Phorm advert targeting system challenged by UK information policy think tank
The Phorm advert targeting system has come under further fire. Deals with BT, Virgin Media and TalkTalk were announced in February, allowing Phorm to scan web content in transit between web sites and browsers for the purpose of targeting advertisements to web users. Apart from some possibly BT-specific documentation recently leaked to the Register, little technical information about the system and its operation has yet been publicised. Nevertheless it has aroused considerable controversy, not least because it was announced that the browsing public would have to take explicit action to opt-out of a service that primarily benefits advertisers and ISPs rather than the public itself. So far, over 5,000 people have signed a petition asking the government to ban the service, and web pioneer Tim Berners-Lee believes that the browsing user and not the ISP should have rights over the data collected, so the consent of the user should be sought.
BT, one of the big three ISPs to sign up to the service, apparently conducted a secret trial last year, and some of its customers have threatened legal action. Nevertheless, BT plans a trial rollout to 10,000 customers this month. TalkTalk also recently announced that it too is going ahead, but it will make the service opt-in.

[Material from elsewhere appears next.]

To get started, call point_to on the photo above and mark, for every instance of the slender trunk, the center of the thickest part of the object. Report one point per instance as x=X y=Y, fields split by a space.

Even as these plans progress, the matter has been put before the Information Commissioner. The Foundation for Information Policy Research (FIPR) has published an open letter to the Commissioner, in which it argues that the basic principle on which Phorm operates breaches UK law. This is a case where the much-maligned Regulation of Investigatory Powers Act 2000 (RIPA) could come to the aid of personal privacy. The Foundation argues that Phorm's behaviour constitutes interception without the consent of both sender and recipient, which is an offence under Section 1 of the Act. The system could also be in breach of European Data Protection law unless explicit consent is obtained. The open letter points out that the widely argued implicit consent by a web page provider can be negated: "In the case of the many pages which are accessible only after registration of the user, access by an unregistered third party is plainly unauthorised (and sometimes expressly prohibited by the conditions under which access is permitted)". Such access could be unauthorised access under the Computer Misuse Act as well.
Phorm deny that the system breaches the law and contend that FIPR have misdescribed the system and its operation. However, FIPR is no lightweight technically. It is chaired by Professor Ross Anderson of the Cambridge University Computer Laboratory, well known for revealing uncomfortable security truths.